24:ごめんなさいの朝

 とぼとぼと泰輝の部屋に戻ってきた万里を見て、泰輝は「あー……」とばつが悪そうな顔をした。


「……なんか、あった?」


 泰輝の部屋に敷かれた客用布団の上に、万里がばふんと横になる。伸ばした足は、和式布団からゆうにはみ出る。

 お値段以上の量販店で買ったふかふかのホテル枕に顔を押し付けて、ゆうに一分。沈黙が間延びし始めた頃、万里はようやっと口を開いた。


「……梨央奈に好きな男がいた……」

「へえ」

「軽……」

「って言ってもなあ」


 泰輝はぽりぽりと頭を掻くと、胡座をかいて体を揺らす。


「そんで?」

「男の落とし方聞かれた」

「へえ」

「ちなみに、好きな男は、俺やないって」

「あー……」


 うーん。と泰輝が頭を抱えるのを、気配で察した。


「っていうか、あれは俺だろ……。俺以外の誰だよ……何言ってんだよあいつ……」

「『あいつ』って。俺の妹だからな」

「知るかよ……」


 万里はもの凄くショックを受けていた。


『――男の落とし方、教えてくれるって言ってたの、まだ有効ですか?』


 男の落とし方を教えろと言ってきた梨央奈は、新しく好きな男が出来たと言った。


『清宮さんが相手だった場合は、何したらいいんですか!』


 喜びも束の間、見事に好きな相手ではないと否定された万里は、気付けば本心を伝えていた。

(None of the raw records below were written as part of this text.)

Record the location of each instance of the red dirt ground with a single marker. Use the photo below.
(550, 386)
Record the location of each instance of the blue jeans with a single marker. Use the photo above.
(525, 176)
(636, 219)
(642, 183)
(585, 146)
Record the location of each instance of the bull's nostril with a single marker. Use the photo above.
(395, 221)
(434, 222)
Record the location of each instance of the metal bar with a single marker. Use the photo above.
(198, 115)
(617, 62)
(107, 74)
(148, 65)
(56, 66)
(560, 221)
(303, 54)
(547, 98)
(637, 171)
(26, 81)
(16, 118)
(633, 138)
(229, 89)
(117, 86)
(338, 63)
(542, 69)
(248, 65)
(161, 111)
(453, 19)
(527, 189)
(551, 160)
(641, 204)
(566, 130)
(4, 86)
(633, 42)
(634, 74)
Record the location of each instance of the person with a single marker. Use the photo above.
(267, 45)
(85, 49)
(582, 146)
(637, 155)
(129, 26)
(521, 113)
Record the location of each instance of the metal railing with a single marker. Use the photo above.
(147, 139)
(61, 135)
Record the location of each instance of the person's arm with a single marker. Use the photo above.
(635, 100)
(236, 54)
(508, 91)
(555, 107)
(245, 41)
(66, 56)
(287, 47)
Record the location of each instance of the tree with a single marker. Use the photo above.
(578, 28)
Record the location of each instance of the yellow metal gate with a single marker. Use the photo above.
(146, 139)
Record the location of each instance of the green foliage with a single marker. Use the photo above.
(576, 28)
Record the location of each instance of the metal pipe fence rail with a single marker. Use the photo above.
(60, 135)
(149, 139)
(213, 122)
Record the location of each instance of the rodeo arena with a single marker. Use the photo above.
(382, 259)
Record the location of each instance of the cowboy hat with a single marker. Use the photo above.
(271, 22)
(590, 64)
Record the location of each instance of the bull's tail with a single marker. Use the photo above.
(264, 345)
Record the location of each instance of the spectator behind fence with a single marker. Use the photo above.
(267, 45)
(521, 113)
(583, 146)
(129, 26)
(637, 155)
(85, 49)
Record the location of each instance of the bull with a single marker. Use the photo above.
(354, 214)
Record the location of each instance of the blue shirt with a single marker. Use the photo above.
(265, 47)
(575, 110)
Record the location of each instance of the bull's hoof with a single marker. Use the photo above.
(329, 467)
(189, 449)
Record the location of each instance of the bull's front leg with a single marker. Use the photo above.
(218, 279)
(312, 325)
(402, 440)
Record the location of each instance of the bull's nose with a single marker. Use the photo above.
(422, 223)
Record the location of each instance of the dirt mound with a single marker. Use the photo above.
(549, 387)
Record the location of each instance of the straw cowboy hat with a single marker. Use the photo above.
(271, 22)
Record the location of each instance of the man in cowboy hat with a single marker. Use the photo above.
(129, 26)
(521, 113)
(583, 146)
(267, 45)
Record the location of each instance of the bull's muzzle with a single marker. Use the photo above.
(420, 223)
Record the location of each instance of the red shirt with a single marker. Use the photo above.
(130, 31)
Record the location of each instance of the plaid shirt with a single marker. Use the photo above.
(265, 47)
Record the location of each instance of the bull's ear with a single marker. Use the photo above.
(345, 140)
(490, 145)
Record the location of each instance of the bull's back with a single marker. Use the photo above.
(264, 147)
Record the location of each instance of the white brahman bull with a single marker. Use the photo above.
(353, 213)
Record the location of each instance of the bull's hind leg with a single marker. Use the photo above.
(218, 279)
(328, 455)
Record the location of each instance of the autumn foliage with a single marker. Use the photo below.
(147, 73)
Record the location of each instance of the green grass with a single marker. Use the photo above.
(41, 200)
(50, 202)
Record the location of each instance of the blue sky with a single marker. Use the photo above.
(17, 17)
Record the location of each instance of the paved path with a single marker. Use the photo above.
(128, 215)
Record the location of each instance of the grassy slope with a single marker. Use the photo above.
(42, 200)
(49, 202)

『俺なら、手でも握って、好きって言やぁ、いんじゃないの』


 梨央奈にしてもらいたいことを、正直に。


 しかし万里は、すぐさま自分の発言を撤回した。


『嘘。俺なら街中でフラッシュモブやられて、チューリップ百本で出来た花束渡されたい』


 もし梨央奈が他の男の手を握って、好きだなんて言ってしまっては、悔やんでも悔やみきれない。

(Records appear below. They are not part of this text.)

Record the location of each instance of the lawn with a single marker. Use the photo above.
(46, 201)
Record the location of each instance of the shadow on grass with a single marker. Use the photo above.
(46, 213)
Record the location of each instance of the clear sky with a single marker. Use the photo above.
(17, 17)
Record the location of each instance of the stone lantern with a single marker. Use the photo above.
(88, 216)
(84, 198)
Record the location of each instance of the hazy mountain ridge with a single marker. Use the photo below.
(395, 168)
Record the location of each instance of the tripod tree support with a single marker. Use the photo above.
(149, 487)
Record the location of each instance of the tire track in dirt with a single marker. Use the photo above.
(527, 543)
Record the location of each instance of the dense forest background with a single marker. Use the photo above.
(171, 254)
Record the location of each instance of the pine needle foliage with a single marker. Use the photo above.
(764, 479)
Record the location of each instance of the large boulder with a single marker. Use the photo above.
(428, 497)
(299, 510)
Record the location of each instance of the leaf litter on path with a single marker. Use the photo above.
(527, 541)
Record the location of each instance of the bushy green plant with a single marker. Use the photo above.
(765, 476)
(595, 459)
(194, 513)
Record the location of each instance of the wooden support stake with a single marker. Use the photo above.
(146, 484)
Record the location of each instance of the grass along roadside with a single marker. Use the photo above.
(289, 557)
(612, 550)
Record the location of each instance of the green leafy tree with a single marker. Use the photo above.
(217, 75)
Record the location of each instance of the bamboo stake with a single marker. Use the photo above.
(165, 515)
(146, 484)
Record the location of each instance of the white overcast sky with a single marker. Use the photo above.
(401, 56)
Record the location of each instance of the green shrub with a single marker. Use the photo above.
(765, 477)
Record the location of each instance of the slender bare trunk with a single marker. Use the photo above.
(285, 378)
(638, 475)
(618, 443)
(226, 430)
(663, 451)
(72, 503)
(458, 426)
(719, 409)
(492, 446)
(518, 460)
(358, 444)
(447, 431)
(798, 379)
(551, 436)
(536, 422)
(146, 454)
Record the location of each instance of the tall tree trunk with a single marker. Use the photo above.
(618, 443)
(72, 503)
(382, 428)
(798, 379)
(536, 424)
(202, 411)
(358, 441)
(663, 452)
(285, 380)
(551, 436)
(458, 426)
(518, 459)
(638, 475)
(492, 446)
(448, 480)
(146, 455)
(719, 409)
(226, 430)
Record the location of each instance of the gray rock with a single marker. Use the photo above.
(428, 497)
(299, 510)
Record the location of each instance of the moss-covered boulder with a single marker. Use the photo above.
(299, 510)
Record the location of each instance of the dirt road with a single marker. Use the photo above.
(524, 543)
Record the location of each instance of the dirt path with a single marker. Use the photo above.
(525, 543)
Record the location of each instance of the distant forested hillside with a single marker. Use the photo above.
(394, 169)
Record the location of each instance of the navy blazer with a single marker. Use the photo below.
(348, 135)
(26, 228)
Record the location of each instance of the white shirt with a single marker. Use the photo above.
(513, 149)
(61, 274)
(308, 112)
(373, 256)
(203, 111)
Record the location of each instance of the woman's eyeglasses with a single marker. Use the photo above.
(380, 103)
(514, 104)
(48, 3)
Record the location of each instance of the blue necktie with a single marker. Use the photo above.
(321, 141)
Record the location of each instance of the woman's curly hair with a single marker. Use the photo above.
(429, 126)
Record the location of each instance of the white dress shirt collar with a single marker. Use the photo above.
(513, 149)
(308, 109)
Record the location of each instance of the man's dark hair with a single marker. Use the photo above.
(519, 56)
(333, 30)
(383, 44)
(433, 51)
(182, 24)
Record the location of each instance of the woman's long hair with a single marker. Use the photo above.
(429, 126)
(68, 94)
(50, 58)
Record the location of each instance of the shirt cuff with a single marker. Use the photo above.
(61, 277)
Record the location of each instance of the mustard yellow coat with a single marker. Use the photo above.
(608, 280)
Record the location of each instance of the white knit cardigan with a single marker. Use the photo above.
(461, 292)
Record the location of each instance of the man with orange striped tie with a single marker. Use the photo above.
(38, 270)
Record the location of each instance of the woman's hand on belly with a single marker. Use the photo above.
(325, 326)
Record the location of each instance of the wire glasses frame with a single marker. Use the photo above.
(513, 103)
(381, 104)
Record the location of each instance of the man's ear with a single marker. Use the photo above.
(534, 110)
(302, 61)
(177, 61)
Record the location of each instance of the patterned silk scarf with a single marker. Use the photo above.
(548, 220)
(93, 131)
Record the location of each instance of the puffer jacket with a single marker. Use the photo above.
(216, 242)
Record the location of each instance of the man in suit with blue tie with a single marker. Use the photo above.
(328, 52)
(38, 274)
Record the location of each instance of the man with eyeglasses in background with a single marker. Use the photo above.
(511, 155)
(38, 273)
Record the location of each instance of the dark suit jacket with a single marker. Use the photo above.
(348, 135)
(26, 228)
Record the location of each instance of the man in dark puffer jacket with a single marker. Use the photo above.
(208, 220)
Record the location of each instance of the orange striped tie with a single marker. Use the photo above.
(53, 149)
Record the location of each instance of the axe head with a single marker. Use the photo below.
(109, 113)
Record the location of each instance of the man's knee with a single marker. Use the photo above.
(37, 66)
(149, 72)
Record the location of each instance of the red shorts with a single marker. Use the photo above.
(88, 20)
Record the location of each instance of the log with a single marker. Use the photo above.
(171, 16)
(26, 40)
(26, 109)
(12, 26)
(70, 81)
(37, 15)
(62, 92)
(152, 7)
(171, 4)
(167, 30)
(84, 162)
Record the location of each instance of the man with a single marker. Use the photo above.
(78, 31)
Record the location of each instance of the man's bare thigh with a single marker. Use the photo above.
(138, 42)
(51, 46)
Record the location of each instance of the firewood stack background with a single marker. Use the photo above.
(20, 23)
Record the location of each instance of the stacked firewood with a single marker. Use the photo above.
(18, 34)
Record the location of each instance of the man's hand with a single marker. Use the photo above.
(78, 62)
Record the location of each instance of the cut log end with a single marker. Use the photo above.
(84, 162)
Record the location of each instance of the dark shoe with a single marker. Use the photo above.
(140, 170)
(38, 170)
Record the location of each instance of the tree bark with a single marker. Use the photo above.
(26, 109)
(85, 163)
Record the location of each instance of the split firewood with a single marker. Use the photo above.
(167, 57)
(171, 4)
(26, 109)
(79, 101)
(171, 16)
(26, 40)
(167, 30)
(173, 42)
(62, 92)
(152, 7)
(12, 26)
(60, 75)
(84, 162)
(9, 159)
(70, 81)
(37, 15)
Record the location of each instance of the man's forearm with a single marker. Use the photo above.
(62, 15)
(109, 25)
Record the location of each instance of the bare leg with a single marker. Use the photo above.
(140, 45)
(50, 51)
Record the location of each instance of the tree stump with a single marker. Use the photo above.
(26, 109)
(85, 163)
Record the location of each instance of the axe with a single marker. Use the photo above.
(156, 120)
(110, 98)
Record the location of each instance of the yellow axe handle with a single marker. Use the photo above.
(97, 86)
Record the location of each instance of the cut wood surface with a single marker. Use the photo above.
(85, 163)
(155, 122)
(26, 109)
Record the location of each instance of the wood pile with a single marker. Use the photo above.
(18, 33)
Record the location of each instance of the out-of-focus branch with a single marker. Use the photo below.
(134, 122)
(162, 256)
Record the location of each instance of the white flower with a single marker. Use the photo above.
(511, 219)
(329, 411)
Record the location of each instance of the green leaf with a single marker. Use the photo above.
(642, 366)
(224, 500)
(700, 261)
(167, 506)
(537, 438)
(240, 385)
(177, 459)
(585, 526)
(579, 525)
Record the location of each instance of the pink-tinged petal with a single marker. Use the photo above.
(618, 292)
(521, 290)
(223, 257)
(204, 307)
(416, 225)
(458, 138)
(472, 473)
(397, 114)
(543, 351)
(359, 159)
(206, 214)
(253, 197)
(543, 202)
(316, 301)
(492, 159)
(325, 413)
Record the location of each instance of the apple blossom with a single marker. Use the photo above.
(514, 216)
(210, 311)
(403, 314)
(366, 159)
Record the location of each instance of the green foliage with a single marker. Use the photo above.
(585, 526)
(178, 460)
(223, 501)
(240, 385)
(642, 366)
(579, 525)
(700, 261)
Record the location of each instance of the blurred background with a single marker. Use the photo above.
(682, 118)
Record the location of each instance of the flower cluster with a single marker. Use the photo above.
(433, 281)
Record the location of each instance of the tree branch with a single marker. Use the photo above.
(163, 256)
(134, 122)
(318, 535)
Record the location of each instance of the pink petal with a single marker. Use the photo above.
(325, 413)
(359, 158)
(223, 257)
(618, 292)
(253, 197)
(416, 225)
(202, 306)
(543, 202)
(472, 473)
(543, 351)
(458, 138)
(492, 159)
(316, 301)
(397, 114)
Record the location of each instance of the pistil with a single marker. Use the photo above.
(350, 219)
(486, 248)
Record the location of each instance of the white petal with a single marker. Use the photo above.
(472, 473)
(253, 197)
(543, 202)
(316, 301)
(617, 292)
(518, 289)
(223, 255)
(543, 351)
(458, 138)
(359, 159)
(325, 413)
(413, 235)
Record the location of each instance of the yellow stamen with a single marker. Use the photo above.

 結果、一瞬で嘘だとばれた上に、培っていた信頼まで失ってしまった。梨央奈からの相談にはこれまで年長者として、信頼のおける男として出来る限り誠実に答えてきただけに、彼女の失望は気鬱に拍車をかけた。


 ――以前にも梨央奈には好きな男がいた。


 その時の梨央奈は恋の全てを諦め、達観しているように見えた。自分が恋の中心にいる自覚がなく、人の恋をそばから見ているような――有り体に言えば、恋に恋をしているようであった。


 なのに、今度の男は、梨央奈から動こうとしている。


 手を伸ばす恋として、自分の恋という実感を持って、梨央奈は動き出そうとしていた。


(なんだそれ……)


 琥太郎とは比べるまでも無く、やばい状況である。

 梨央奈が他の男の腕に、今日みたいにしがみつく様を想像する。


 喉の下が、ぎゅっと締め付けられるように痛んだ。


 枕に顔を埋めたまま、万里は自分の髪を手で掴む。


「……まじで無理。考えたくない。そいつ絶対、火の熾し方も知らんし、牡蠣の開け方も知らんし、梨央奈の好きなタイミングで網の交換も出来んくせに」


 万里にとって特別な空間を、梨央奈と何一つ共有してもいない男を見下していると、泰輝が「そう?」と万里に言った。


「火の熾し方くらい、知ってるかもよ」

「……は?」

「それに、網の交換のタイミングなんて、何回か一緒にやったら誰でも覚えるやろ」

「――何が言いてえの?」


 枕から顔を上げ、万里は敷き布団の上に座った。自分のベッドに座っていた泰輝は足の裏を合わせ、その足を両手で持っている。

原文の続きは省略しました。